Questo è il disastro da cui discende la cosiddetta crisi. E invece «si è raccontato alla gente che è la spesa pubblica, la spesa per il settore pubblico, ciò che costituisce il problema, il male dell’economia, e che quindi bisogna tagliare servizi pubblici, privatizzare, vendere i beni collettivi, licenziare i pubblici dipendenti, aumentare le tasse cioè fare la cosiddetta austerità, nascondendo così la vera causa del dissesto dei conti pubblici». In realtà sono stati i banchieri che «hanno usato i conti pubblici, cioè i governi, per chiudere i buchi da loro stessi scavati a fini di profitto privato». In Italia è successo col Monte dei Paschi di Siena. Ma la tragedia a monte è la progressiva scarsità di moneta a partire dal 1981, storico divorzio fra Tesoro e Bankitalia. Da allora, «i detentori del debito pubblico italiano sono principalmente soggetti finanziari». Nuove tasse? Ci provò Monti, tagliando le gambe al settore immobiliare provocandone il crollo, determinante per la cronicizzazione della recessione. E oggi sono i sindacati che chiedono altre tasse per uscire dal tunnel?

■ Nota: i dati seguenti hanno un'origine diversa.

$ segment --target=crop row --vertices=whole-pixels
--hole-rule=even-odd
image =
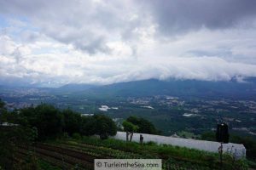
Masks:
[[[135,154],[131,152],[125,152],[119,150],[114,150],[103,146],[91,146],[84,144],[62,144],[61,145],[74,150],[80,150],[82,151],[93,151],[101,155],[103,158],[119,158],[119,159],[136,159],[145,158],[145,156]]]
[[[21,150],[20,148],[19,150]],[[25,151],[27,151],[24,149]],[[93,168],[93,158],[88,157],[86,155],[81,155],[80,153],[72,152],[68,150],[61,150],[59,147],[52,147],[48,145],[40,145],[34,148],[36,155],[40,157],[47,158],[49,163],[60,162],[57,167],[62,167],[63,164],[68,164],[69,167],[79,166],[86,169]],[[90,159],[90,160],[89,160]],[[89,161],[88,161],[89,160]],[[54,163],[55,165],[55,163]]]
[[[18,156],[20,160],[25,160],[28,156],[28,152],[29,150],[22,148],[18,148],[16,150],[16,154],[18,156],[20,155],[20,156]],[[20,156],[20,154],[23,156]],[[61,167],[62,169],[72,169],[74,167],[73,164],[67,163],[63,162],[62,160],[56,159],[55,157],[49,156],[49,154],[44,155],[44,153],[39,152],[34,152],[34,154],[38,158],[40,158],[51,165]]]

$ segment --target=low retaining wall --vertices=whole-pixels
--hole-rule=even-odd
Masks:
[[[211,152],[218,152],[218,147],[220,146],[220,144],[218,142],[195,140],[190,139],[173,138],[137,133],[133,133],[132,141],[139,142],[140,134],[143,136],[143,142],[152,141],[157,144],[166,144],[175,146],[187,147]],[[113,138],[116,139],[126,140],[126,133],[125,132],[118,132],[117,134]],[[224,152],[236,154],[237,159],[246,156],[246,148],[241,144],[224,144],[223,150]]]

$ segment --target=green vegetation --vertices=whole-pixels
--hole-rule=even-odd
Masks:
[[[140,144],[108,138],[117,127],[104,115],[81,116],[40,105],[9,112],[1,106],[0,166],[3,169],[92,169],[96,158],[160,158],[165,169],[218,169],[218,155],[188,148]],[[123,122],[125,131],[158,133],[142,118]],[[100,138],[91,137],[97,134]],[[224,156],[224,169],[247,169],[246,160]]]
[[[201,139],[215,141],[215,133],[213,132],[207,132],[201,135]],[[236,134],[230,134],[230,142],[236,144],[242,144],[247,149],[247,157],[256,163],[256,140],[251,137],[241,137]],[[253,164],[253,162],[252,162]],[[256,166],[255,166],[256,167]]]
[[[126,119],[127,122],[137,126],[137,132],[148,134],[159,134],[160,132],[157,130],[154,124],[149,121],[142,117],[130,116]]]

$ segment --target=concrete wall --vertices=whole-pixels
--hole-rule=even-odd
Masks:
[[[218,152],[220,144],[218,142],[212,142],[207,140],[195,140],[190,139],[181,139],[181,138],[173,138],[153,134],[145,134],[145,133],[134,133],[132,141],[139,142],[140,134],[143,136],[143,142],[153,141],[157,144],[167,144],[175,146],[187,147],[191,149],[197,149],[211,152]],[[117,134],[113,137],[116,139],[126,140],[125,132],[118,132]],[[246,156],[246,148],[243,144],[224,144],[224,152],[231,152],[236,154],[237,159],[242,158]]]

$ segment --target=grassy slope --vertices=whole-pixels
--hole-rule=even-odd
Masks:
[[[141,145],[108,139],[100,140],[93,137],[84,137],[79,140],[66,139],[50,142],[84,153],[109,158],[160,158],[163,164],[171,169],[218,169],[218,154],[191,150],[172,145],[157,145],[154,143]],[[247,169],[246,160],[234,161],[231,156],[224,156],[224,169]]]

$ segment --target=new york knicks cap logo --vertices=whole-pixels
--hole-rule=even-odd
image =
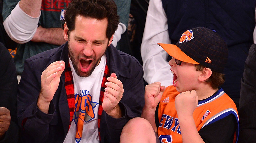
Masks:
[[[182,36],[180,39],[179,43],[183,43],[185,41],[186,42],[190,41],[191,39],[193,38],[194,38],[193,37],[193,31],[191,30],[187,30],[182,34]]]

L’atteggiamento della sinistra sindacale, benché giustamente motivato dalla rabbia sociale contro le palesi diseguaglianze alimentate dal governo Renzi, non aiuta a risolvere il problema. «Tutto questo insieme di menzogne e di false rappresentazioni della realtà, somministrato in modo martellante al popolo, serve a fargli accettare una politica tributaria e finanziaria che consente di trasferire sempre più denaro dal contribuente e dalla spesa per la società alle tasche di banchieri e finanzieri attraverso sia gli interessi sul debito pubblico, che gli aiuti di Stato alle banche, che gli stanziamenti multimiliardari in favore di organismi di sostegno alle banche come il Mes», conclude Della Luna. «In sostanza, quindi, lo schema politico è il seguente: compiere operazioni che generano profitto e instabilità; alimentare l’instabilità e usarla per creare allarme sociale; dare di questa situazione una falsa spiegazione alla gente, che la disponga ad accettare non solo i peggioramenti avvenuti, ma anche ulteriori sacrifici in termini sia economici che di diritti anche politici, come necessari per evitare il disastro; usare questi sacrifici per arricchirsi ulteriormente». Ecco perché l’oligarchia si oppone all’unica possibile soluzione democratica: libera emissione di moneta pubblica per sostenere il sistema economico, aziende e posti di lavoro.